People planning to visit the United States are in for a rude shock as they will have to wait till 2024 to get a visitor visa. NDTV checked the website of the US State Department and found that the average waiting time was about one-and-a-half years, which means those planning to apply now will get an appointment for March-April 2024. A visa appointment in the US consulate at New Delhi is 522 days for visitor visas and 471 days for student visas.
If the location is changed to Mumbai, the average wait time for a US visa appointment is 517 days for a visitor visa and 10 days for a student visa, according to the website. The waiting time for all other non-immigrant visas is 198 days in Delhi and 72 days in Mumbai.
In case of Chennai, the waiting time for visitor visa is 557 days for visitor visa and 185 days for all other non-immigrant visas. Those applying from Hyderabad will have to wait for 518 days, to get a visitor visa, according to the State Department website.
“The estimated wait time to receive an interview appointment at a US Embassy or Consulate can change weekly and is based on actual incoming workload and staffing. These are estimates only and do not guarantee the availability of an appointment,” the visa page on the website said.
Reacting to the reports about delays, the US embassy said that the Department of State is committed to facilitating legitimate travel to the US for both immigrant and non-immigrant travellers. “The US government is taking steps to reduce wait times and backlogs by actively addressing consular staffing gaps created by the pandemic, including by onboarding and training new employees. The Department of State has doubled consular hiring of US officers this fiscal year over last year, and newly trained employees are making their way to overseas consular ajudicator positions, including in India,” the embassy said in a statement.

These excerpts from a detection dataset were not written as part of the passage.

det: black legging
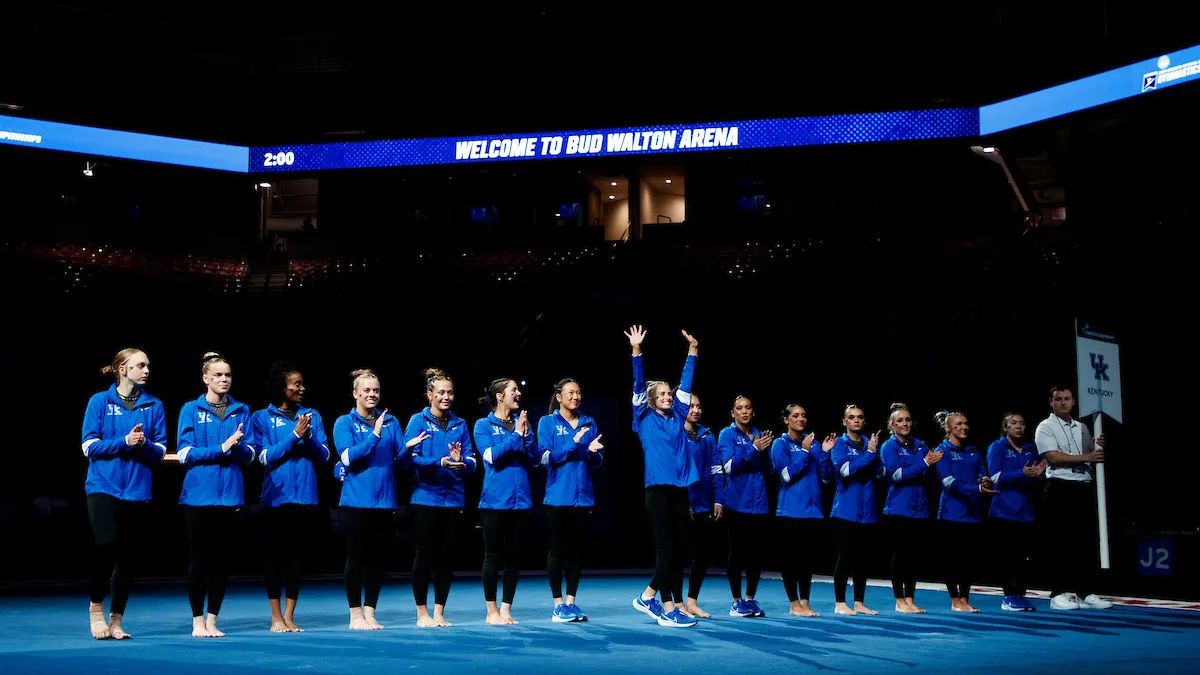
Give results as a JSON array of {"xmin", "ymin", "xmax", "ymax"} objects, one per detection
[
  {"xmin": 338, "ymin": 507, "xmax": 392, "ymax": 609},
  {"xmin": 777, "ymin": 518, "xmax": 824, "ymax": 602},
  {"xmin": 546, "ymin": 506, "xmax": 592, "ymax": 598},
  {"xmin": 938, "ymin": 520, "xmax": 983, "ymax": 599},
  {"xmin": 724, "ymin": 510, "xmax": 768, "ymax": 598},
  {"xmin": 646, "ymin": 485, "xmax": 688, "ymax": 603},
  {"xmin": 688, "ymin": 513, "xmax": 716, "ymax": 601},
  {"xmin": 830, "ymin": 518, "xmax": 871, "ymax": 603},
  {"xmin": 409, "ymin": 504, "xmax": 453, "ymax": 607},
  {"xmin": 1040, "ymin": 478, "xmax": 1100, "ymax": 599},
  {"xmin": 988, "ymin": 518, "xmax": 1036, "ymax": 597},
  {"xmin": 263, "ymin": 504, "xmax": 317, "ymax": 601},
  {"xmin": 88, "ymin": 494, "xmax": 145, "ymax": 614},
  {"xmin": 479, "ymin": 509, "xmax": 529, "ymax": 604},
  {"xmin": 184, "ymin": 506, "xmax": 238, "ymax": 617},
  {"xmin": 883, "ymin": 515, "xmax": 926, "ymax": 599}
]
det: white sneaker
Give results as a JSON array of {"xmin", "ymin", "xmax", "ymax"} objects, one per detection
[
  {"xmin": 1079, "ymin": 593, "xmax": 1112, "ymax": 609},
  {"xmin": 1050, "ymin": 593, "xmax": 1079, "ymax": 609}
]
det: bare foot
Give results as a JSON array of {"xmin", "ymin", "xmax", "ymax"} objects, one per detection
[
  {"xmin": 192, "ymin": 616, "xmax": 212, "ymax": 638},
  {"xmin": 683, "ymin": 598, "xmax": 713, "ymax": 619},
  {"xmin": 88, "ymin": 603, "xmax": 113, "ymax": 640},
  {"xmin": 787, "ymin": 601, "xmax": 821, "ymax": 616},
  {"xmin": 854, "ymin": 603, "xmax": 880, "ymax": 616},
  {"xmin": 362, "ymin": 605, "xmax": 384, "ymax": 631},
  {"xmin": 350, "ymin": 607, "xmax": 371, "ymax": 631}
]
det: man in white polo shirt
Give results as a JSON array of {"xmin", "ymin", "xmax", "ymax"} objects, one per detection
[{"xmin": 1033, "ymin": 387, "xmax": 1112, "ymax": 609}]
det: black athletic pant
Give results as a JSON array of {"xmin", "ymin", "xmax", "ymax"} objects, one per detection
[
  {"xmin": 688, "ymin": 513, "xmax": 724, "ymax": 601},
  {"xmin": 722, "ymin": 509, "xmax": 769, "ymax": 598},
  {"xmin": 883, "ymin": 515, "xmax": 928, "ymax": 599},
  {"xmin": 777, "ymin": 516, "xmax": 827, "ymax": 602},
  {"xmin": 546, "ymin": 506, "xmax": 592, "ymax": 598},
  {"xmin": 88, "ymin": 494, "xmax": 146, "ymax": 614},
  {"xmin": 829, "ymin": 518, "xmax": 872, "ymax": 603},
  {"xmin": 409, "ymin": 504, "xmax": 453, "ymax": 607},
  {"xmin": 262, "ymin": 504, "xmax": 317, "ymax": 601},
  {"xmin": 646, "ymin": 485, "xmax": 689, "ymax": 603},
  {"xmin": 1042, "ymin": 478, "xmax": 1100, "ymax": 599},
  {"xmin": 184, "ymin": 506, "xmax": 238, "ymax": 617},
  {"xmin": 988, "ymin": 518, "xmax": 1036, "ymax": 597},
  {"xmin": 479, "ymin": 509, "xmax": 529, "ymax": 604},
  {"xmin": 338, "ymin": 507, "xmax": 392, "ymax": 609},
  {"xmin": 938, "ymin": 520, "xmax": 983, "ymax": 601}
]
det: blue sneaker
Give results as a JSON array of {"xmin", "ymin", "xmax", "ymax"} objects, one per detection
[
  {"xmin": 566, "ymin": 603, "xmax": 588, "ymax": 621},
  {"xmin": 746, "ymin": 598, "xmax": 767, "ymax": 616},
  {"xmin": 632, "ymin": 596, "xmax": 662, "ymax": 619},
  {"xmin": 730, "ymin": 601, "xmax": 754, "ymax": 617},
  {"xmin": 659, "ymin": 609, "xmax": 697, "ymax": 628},
  {"xmin": 550, "ymin": 603, "xmax": 575, "ymax": 623}
]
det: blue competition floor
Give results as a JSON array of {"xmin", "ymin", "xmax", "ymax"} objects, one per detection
[{"xmin": 0, "ymin": 574, "xmax": 1200, "ymax": 675}]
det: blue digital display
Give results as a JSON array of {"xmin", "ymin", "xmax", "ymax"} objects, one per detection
[
  {"xmin": 979, "ymin": 46, "xmax": 1200, "ymax": 136},
  {"xmin": 0, "ymin": 46, "xmax": 1200, "ymax": 173},
  {"xmin": 250, "ymin": 108, "xmax": 979, "ymax": 172},
  {"xmin": 0, "ymin": 115, "xmax": 248, "ymax": 173}
]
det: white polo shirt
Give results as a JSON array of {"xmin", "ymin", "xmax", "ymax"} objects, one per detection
[{"xmin": 1033, "ymin": 413, "xmax": 1094, "ymax": 483}]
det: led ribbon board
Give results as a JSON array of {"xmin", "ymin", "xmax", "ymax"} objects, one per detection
[
  {"xmin": 0, "ymin": 115, "xmax": 248, "ymax": 173},
  {"xmin": 250, "ymin": 108, "xmax": 979, "ymax": 172},
  {"xmin": 979, "ymin": 46, "xmax": 1200, "ymax": 136}
]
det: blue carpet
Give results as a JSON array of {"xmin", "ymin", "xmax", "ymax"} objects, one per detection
[{"xmin": 0, "ymin": 575, "xmax": 1200, "ymax": 675}]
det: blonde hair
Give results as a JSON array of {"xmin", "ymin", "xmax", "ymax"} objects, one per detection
[
  {"xmin": 100, "ymin": 347, "xmax": 143, "ymax": 382},
  {"xmin": 350, "ymin": 368, "xmax": 379, "ymax": 392},
  {"xmin": 200, "ymin": 352, "xmax": 229, "ymax": 375}
]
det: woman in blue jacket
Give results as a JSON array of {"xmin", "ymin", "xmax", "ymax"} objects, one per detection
[
  {"xmin": 475, "ymin": 377, "xmax": 539, "ymax": 626},
  {"xmin": 83, "ymin": 347, "xmax": 167, "ymax": 640},
  {"xmin": 770, "ymin": 404, "xmax": 838, "ymax": 616},
  {"xmin": 625, "ymin": 325, "xmax": 700, "ymax": 628},
  {"xmin": 538, "ymin": 377, "xmax": 604, "ymax": 623},
  {"xmin": 250, "ymin": 362, "xmax": 330, "ymax": 633},
  {"xmin": 988, "ymin": 412, "xmax": 1046, "ymax": 611},
  {"xmin": 334, "ymin": 369, "xmax": 410, "ymax": 631},
  {"xmin": 683, "ymin": 392, "xmax": 725, "ymax": 619},
  {"xmin": 404, "ymin": 368, "xmax": 478, "ymax": 628},
  {"xmin": 880, "ymin": 404, "xmax": 942, "ymax": 614},
  {"xmin": 934, "ymin": 411, "xmax": 996, "ymax": 614},
  {"xmin": 179, "ymin": 352, "xmax": 257, "ymax": 638},
  {"xmin": 829, "ymin": 404, "xmax": 883, "ymax": 616},
  {"xmin": 716, "ymin": 395, "xmax": 773, "ymax": 617}
]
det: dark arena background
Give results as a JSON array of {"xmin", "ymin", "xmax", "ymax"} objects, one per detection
[{"xmin": 0, "ymin": 1, "xmax": 1200, "ymax": 673}]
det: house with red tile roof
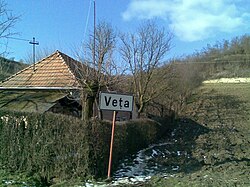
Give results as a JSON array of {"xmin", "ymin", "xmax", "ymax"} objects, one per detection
[{"xmin": 0, "ymin": 51, "xmax": 137, "ymax": 119}]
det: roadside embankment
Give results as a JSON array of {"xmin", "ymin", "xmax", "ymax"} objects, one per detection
[{"xmin": 0, "ymin": 111, "xmax": 169, "ymax": 184}]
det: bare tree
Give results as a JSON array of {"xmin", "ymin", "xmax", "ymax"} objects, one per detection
[
  {"xmin": 120, "ymin": 21, "xmax": 173, "ymax": 115},
  {"xmin": 0, "ymin": 0, "xmax": 19, "ymax": 56},
  {"xmin": 77, "ymin": 22, "xmax": 116, "ymax": 120}
]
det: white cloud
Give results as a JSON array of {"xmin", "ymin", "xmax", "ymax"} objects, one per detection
[{"xmin": 122, "ymin": 0, "xmax": 250, "ymax": 41}]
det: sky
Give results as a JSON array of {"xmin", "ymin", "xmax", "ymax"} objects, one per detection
[{"xmin": 0, "ymin": 0, "xmax": 250, "ymax": 61}]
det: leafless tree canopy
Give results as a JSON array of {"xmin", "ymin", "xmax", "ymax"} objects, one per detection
[
  {"xmin": 120, "ymin": 22, "xmax": 173, "ymax": 113},
  {"xmin": 0, "ymin": 0, "xmax": 19, "ymax": 56}
]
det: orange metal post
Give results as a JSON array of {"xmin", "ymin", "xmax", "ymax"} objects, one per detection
[{"xmin": 108, "ymin": 111, "xmax": 116, "ymax": 178}]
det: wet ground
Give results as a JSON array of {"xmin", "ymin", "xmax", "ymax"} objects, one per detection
[
  {"xmin": 1, "ymin": 84, "xmax": 250, "ymax": 187},
  {"xmin": 94, "ymin": 84, "xmax": 250, "ymax": 186}
]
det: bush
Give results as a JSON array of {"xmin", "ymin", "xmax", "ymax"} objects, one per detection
[{"xmin": 0, "ymin": 111, "xmax": 166, "ymax": 181}]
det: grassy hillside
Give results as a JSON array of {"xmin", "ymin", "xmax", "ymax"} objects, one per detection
[
  {"xmin": 0, "ymin": 57, "xmax": 27, "ymax": 81},
  {"xmin": 145, "ymin": 84, "xmax": 250, "ymax": 186}
]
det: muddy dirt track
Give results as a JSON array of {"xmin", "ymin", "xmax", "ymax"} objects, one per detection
[{"xmin": 128, "ymin": 84, "xmax": 250, "ymax": 187}]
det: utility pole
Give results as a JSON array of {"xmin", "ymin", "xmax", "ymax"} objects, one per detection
[{"xmin": 29, "ymin": 37, "xmax": 39, "ymax": 71}]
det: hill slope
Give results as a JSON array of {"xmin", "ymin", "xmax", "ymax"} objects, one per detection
[{"xmin": 145, "ymin": 83, "xmax": 250, "ymax": 186}]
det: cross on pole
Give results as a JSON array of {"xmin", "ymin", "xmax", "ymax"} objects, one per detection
[{"xmin": 29, "ymin": 37, "xmax": 39, "ymax": 71}]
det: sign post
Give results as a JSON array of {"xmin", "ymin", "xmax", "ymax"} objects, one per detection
[{"xmin": 99, "ymin": 92, "xmax": 134, "ymax": 179}]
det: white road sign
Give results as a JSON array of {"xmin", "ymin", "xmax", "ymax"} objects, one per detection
[{"xmin": 99, "ymin": 92, "xmax": 134, "ymax": 112}]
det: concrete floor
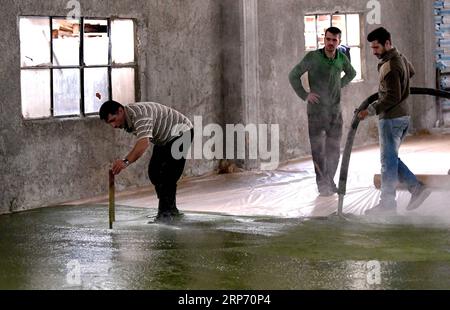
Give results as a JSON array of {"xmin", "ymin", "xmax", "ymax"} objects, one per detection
[{"xmin": 0, "ymin": 136, "xmax": 450, "ymax": 289}]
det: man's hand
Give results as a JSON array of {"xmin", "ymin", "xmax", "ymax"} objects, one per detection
[
  {"xmin": 306, "ymin": 93, "xmax": 320, "ymax": 104},
  {"xmin": 111, "ymin": 159, "xmax": 127, "ymax": 175},
  {"xmin": 358, "ymin": 110, "xmax": 369, "ymax": 121}
]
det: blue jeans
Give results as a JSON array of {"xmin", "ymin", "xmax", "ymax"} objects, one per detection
[{"xmin": 378, "ymin": 116, "xmax": 419, "ymax": 208}]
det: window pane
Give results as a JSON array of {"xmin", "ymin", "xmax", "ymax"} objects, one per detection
[
  {"xmin": 305, "ymin": 16, "xmax": 317, "ymax": 51},
  {"xmin": 20, "ymin": 70, "xmax": 51, "ymax": 118},
  {"xmin": 112, "ymin": 68, "xmax": 136, "ymax": 104},
  {"xmin": 350, "ymin": 47, "xmax": 362, "ymax": 80},
  {"xmin": 53, "ymin": 69, "xmax": 80, "ymax": 116},
  {"xmin": 84, "ymin": 20, "xmax": 109, "ymax": 66},
  {"xmin": 84, "ymin": 68, "xmax": 109, "ymax": 113},
  {"xmin": 332, "ymin": 15, "xmax": 347, "ymax": 45},
  {"xmin": 317, "ymin": 15, "xmax": 331, "ymax": 48},
  {"xmin": 20, "ymin": 17, "xmax": 50, "ymax": 67},
  {"xmin": 347, "ymin": 14, "xmax": 361, "ymax": 45},
  {"xmin": 52, "ymin": 19, "xmax": 80, "ymax": 66},
  {"xmin": 111, "ymin": 19, "xmax": 134, "ymax": 64}
]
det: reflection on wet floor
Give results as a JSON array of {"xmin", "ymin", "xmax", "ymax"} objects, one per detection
[
  {"xmin": 0, "ymin": 206, "xmax": 450, "ymax": 289},
  {"xmin": 0, "ymin": 135, "xmax": 450, "ymax": 290}
]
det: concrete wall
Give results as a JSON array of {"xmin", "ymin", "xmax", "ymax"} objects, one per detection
[
  {"xmin": 0, "ymin": 0, "xmax": 223, "ymax": 213},
  {"xmin": 0, "ymin": 0, "xmax": 435, "ymax": 213}
]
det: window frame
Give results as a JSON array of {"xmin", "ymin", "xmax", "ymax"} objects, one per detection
[
  {"xmin": 303, "ymin": 12, "xmax": 365, "ymax": 83},
  {"xmin": 18, "ymin": 15, "xmax": 140, "ymax": 121}
]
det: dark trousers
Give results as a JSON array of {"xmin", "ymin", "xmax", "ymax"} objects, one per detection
[
  {"xmin": 308, "ymin": 113, "xmax": 343, "ymax": 192},
  {"xmin": 148, "ymin": 129, "xmax": 194, "ymax": 212}
]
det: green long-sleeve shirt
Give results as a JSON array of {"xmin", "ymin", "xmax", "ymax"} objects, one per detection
[{"xmin": 289, "ymin": 49, "xmax": 356, "ymax": 115}]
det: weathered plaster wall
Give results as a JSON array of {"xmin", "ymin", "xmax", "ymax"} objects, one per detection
[{"xmin": 0, "ymin": 0, "xmax": 223, "ymax": 213}]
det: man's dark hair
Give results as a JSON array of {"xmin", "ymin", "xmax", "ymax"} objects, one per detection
[
  {"xmin": 367, "ymin": 27, "xmax": 392, "ymax": 45},
  {"xmin": 98, "ymin": 100, "xmax": 123, "ymax": 122},
  {"xmin": 325, "ymin": 27, "xmax": 342, "ymax": 38}
]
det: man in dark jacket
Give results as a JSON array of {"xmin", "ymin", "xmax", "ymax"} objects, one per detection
[
  {"xmin": 289, "ymin": 27, "xmax": 356, "ymax": 196},
  {"xmin": 358, "ymin": 27, "xmax": 431, "ymax": 214}
]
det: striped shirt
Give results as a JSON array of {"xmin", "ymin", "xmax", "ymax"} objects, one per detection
[{"xmin": 125, "ymin": 102, "xmax": 194, "ymax": 145}]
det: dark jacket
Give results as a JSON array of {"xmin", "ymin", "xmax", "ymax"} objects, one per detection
[{"xmin": 373, "ymin": 48, "xmax": 415, "ymax": 119}]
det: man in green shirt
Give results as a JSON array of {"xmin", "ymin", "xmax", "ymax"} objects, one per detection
[{"xmin": 289, "ymin": 27, "xmax": 356, "ymax": 196}]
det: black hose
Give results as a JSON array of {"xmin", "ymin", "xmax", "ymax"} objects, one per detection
[{"xmin": 338, "ymin": 87, "xmax": 450, "ymax": 216}]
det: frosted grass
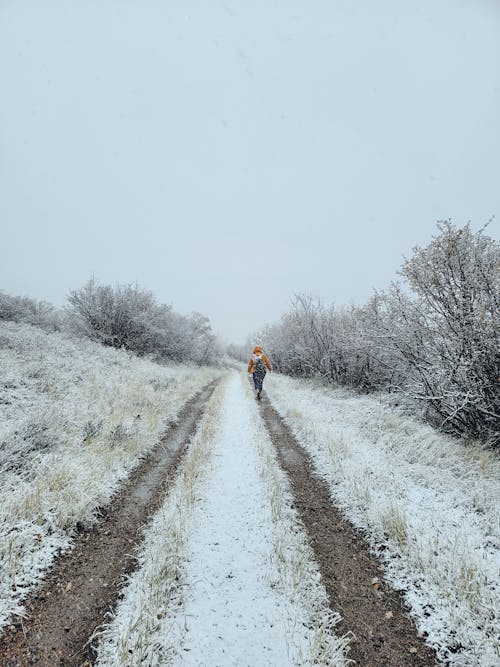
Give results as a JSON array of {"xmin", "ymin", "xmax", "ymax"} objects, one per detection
[
  {"xmin": 97, "ymin": 373, "xmax": 347, "ymax": 667},
  {"xmin": 0, "ymin": 322, "xmax": 218, "ymax": 628},
  {"xmin": 266, "ymin": 375, "xmax": 500, "ymax": 667}
]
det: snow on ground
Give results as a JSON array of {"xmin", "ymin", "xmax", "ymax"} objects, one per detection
[
  {"xmin": 0, "ymin": 322, "xmax": 218, "ymax": 627},
  {"xmin": 94, "ymin": 372, "xmax": 346, "ymax": 667},
  {"xmin": 265, "ymin": 374, "xmax": 500, "ymax": 667}
]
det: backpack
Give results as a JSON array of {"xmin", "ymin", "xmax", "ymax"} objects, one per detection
[{"xmin": 253, "ymin": 357, "xmax": 266, "ymax": 375}]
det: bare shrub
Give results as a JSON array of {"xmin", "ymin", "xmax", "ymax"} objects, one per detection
[
  {"xmin": 259, "ymin": 221, "xmax": 500, "ymax": 446},
  {"xmin": 68, "ymin": 278, "xmax": 216, "ymax": 364},
  {"xmin": 0, "ymin": 291, "xmax": 62, "ymax": 331}
]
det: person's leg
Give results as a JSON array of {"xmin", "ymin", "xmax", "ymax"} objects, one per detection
[{"xmin": 255, "ymin": 375, "xmax": 264, "ymax": 398}]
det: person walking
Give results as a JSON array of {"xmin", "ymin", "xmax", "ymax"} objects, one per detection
[{"xmin": 248, "ymin": 345, "xmax": 273, "ymax": 399}]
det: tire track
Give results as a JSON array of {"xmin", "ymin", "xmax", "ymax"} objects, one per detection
[
  {"xmin": 261, "ymin": 398, "xmax": 439, "ymax": 667},
  {"xmin": 0, "ymin": 381, "xmax": 217, "ymax": 667}
]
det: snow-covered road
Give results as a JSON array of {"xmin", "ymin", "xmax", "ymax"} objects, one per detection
[
  {"xmin": 179, "ymin": 377, "xmax": 292, "ymax": 665},
  {"xmin": 95, "ymin": 373, "xmax": 346, "ymax": 667}
]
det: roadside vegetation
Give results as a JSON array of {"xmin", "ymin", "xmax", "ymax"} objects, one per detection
[
  {"xmin": 0, "ymin": 278, "xmax": 218, "ymax": 364},
  {"xmin": 256, "ymin": 221, "xmax": 500, "ymax": 448},
  {"xmin": 266, "ymin": 374, "xmax": 500, "ymax": 667},
  {"xmin": 0, "ymin": 321, "xmax": 219, "ymax": 627}
]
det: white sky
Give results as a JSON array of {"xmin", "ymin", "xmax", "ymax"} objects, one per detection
[{"xmin": 0, "ymin": 0, "xmax": 500, "ymax": 342}]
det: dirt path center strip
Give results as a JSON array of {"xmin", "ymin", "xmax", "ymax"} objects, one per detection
[
  {"xmin": 261, "ymin": 398, "xmax": 439, "ymax": 667},
  {"xmin": 0, "ymin": 382, "xmax": 216, "ymax": 667}
]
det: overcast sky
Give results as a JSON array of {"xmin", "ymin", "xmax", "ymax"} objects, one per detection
[{"xmin": 0, "ymin": 0, "xmax": 500, "ymax": 342}]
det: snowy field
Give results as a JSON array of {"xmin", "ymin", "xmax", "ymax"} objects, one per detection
[
  {"xmin": 97, "ymin": 372, "xmax": 347, "ymax": 667},
  {"xmin": 266, "ymin": 374, "xmax": 500, "ymax": 667},
  {"xmin": 0, "ymin": 322, "xmax": 219, "ymax": 627}
]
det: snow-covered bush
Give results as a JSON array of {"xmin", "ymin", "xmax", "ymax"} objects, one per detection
[
  {"xmin": 259, "ymin": 221, "xmax": 500, "ymax": 445},
  {"xmin": 68, "ymin": 278, "xmax": 216, "ymax": 364},
  {"xmin": 0, "ymin": 291, "xmax": 63, "ymax": 331},
  {"xmin": 379, "ymin": 222, "xmax": 500, "ymax": 443}
]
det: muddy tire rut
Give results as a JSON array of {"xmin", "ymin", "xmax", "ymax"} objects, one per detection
[
  {"xmin": 0, "ymin": 381, "xmax": 216, "ymax": 667},
  {"xmin": 261, "ymin": 397, "xmax": 439, "ymax": 667}
]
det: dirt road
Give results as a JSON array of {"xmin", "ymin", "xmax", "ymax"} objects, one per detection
[{"xmin": 0, "ymin": 373, "xmax": 437, "ymax": 667}]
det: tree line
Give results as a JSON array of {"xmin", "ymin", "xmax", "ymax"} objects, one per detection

“Visa processing is rebounding after a near-complete shutdown and freezing of resources during the COVID-19 pandemic. As part of this recovery, the US government is prioritising national-interest and repeat travel (for applicants who have already had a US visa) , which may mean that some travelers applying for their first visitor visa experience a longer wait time,” the statement further said.
The State Department, meanwhile, said that consular sections overseas may be able to expedite the applicant’s interview date “if there is an urgent, unforeseen situation such as a funeral, medical emergency, or school start date”.
VFS Global, a visa facilitating agency, said that there has been an increase in visa application volumes in India and final decision rests with respective embassies. “VFS Global has maintained its standard turn-around-time of processing in one business day to send to respective embassies…Decisions on visa applications, and the timelines to process them, are at the sole discretion of the respective embassies/consulates, A VFS Global spokesperson said in a statement.
Earlier, some reports said that visa processing is taking longer for Schengen states, Canada and the UK too.
The delay in visa approval by Canadian authorities has got many people concerned, particularly in Punjab. Neetu Yadav, whose brother had applied for admission in a university in Canada, told NDTV that the academic session commences in September but there is no update on the visa status yet.
“My brother had applied for a student visa for a course which starts next month and we don’t have a visa yet. And there is no word whether it has been accepted or rejected. Even if we defer the admission, there is no if my brother will get a spot in the next session,” she said.
As per a report of the Standing Committee on Citizenship and Immigration, 41 per cent of study permit applications from India were rejected in 2021.
Canada has a backlog of more than 2.4 million immigration applications as of now. Immigration minister of Canada Minister Sean Fraser has assured in statements that they are hiring new people to clear these backlog cases. The Canadian government has also said that there is no discrimination against Indian students.